En declaraciones a Telemundo, Hammer describió un panorama complejo, marcado por el colapso de la infraestructura energética, la caída del turismo y el aumento del crimen, todos síntomas de un país en crisis profunda. Según el diplomático, el deterioro en el suministro de electricidad y combustible ha alcanzado niveles críticos, generando problemas que afectan tanto a la vida cotidiana de los cubanos como al funcionamiento del Estado.
Hammer defendió la postura de Estados Unidos frente a la crisis, aclarando que las sanciones estadounidenses no limitan la importación de alimentos ni medicinas y que Cuba puede comerciar libremente con otros países, recibiendo actualmente productos de España y otros proveedores internacionales. También señaló que la escasez de recursos dentro del país refleja prioridades internas, como el abastecimiento de vehículos policiales o el uso de combustible para organizar actos políticos, mientras la población enfrenta restricciones severas. A su juicio, esta distribución desigual evidencia que el problema no es únicamente la falta de recursos, sino la forma en que se gestionan internamente.

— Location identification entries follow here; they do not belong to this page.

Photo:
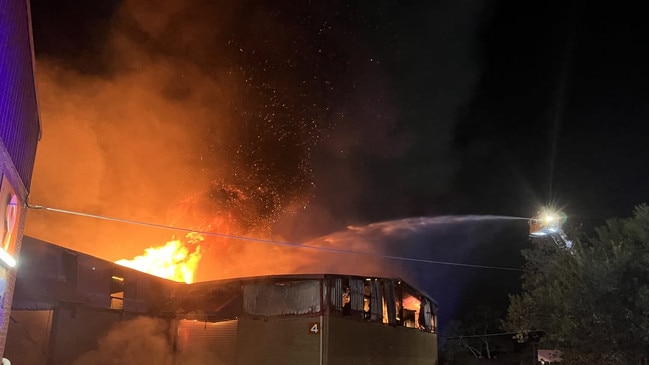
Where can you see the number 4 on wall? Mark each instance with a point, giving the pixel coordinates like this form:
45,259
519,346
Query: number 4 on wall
314,328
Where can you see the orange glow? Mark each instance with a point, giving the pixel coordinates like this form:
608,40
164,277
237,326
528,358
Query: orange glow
176,260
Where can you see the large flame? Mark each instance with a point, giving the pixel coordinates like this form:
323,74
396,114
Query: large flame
176,260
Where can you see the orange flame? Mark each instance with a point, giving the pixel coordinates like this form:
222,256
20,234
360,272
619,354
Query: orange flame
176,260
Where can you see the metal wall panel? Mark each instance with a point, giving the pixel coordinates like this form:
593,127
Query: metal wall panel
354,342
206,342
279,341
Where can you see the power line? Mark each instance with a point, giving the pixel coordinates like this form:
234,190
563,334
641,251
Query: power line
267,241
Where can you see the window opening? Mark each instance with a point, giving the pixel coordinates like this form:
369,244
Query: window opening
117,292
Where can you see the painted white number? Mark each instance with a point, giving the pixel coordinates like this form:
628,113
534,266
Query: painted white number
315,328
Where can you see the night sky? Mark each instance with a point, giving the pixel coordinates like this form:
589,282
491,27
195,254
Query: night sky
293,120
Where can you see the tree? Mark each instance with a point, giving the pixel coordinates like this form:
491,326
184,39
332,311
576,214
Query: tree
591,299
475,336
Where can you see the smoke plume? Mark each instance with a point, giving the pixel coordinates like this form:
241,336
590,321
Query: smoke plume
279,120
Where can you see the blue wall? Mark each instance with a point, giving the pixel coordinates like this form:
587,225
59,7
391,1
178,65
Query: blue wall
19,121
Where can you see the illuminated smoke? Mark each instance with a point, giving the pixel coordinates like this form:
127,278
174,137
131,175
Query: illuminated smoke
281,121
139,341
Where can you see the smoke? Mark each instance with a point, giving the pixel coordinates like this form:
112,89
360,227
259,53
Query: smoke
281,120
139,341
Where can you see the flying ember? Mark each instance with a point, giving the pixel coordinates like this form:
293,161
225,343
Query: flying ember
176,260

El diplomático comparó la situación cubana con la de Venezuela tras el fin del apoyo petrolero, recordando que la nación caribeña pierde cada vez más respaldo internacional mientras Rusia enfrenta sus propios desafíos. Ante este escenario, Hammer enfatizó que el régimen cubano se encuentra en un momento de alta presión y que el proyecto político vigente está llegando a su límite, lo que podría generar cambios en 2026, aunque evitó detallar cómo ocurrirían.
Confirmó que no todos dentro de la estructura de poder están al tanto de las conversaciones que mantiene, pero destacó que los contactos con la élite gobernante son una señal de que se busca explorar soluciones pacíficas y negociadas.
Hammer reiteró que el objetivo de Estados Unidos no es agravar el sufrimiento del pueblo cubano y recordó la ayuda humanitaria ofrecida tras el huracán de noviembre pasado, canalizada a través de Cáritas Cuba y otros organismos, con el fin de garantizar que los ciudadanos no pasen hambre ni carezcan de asistencia básica.
Al mismo tiempo, subrayó que los ingresos que antes recibían sectores militares a través del turismo y del petróleo venezolano “ya se han acabado”, obligando al régimen a replantear su viabilidad. El diplomático concluyó que nadie busca un derramamiento de sangre, pero que es imprescindible que se realice un cambio y que la situación “se va a complicar más y más a diario para ellos”, en referencia a las autoridades cubanas, destacando que Cuba sigue siendo un tema central en la política estadounidense hacia América Latina y el Caribe.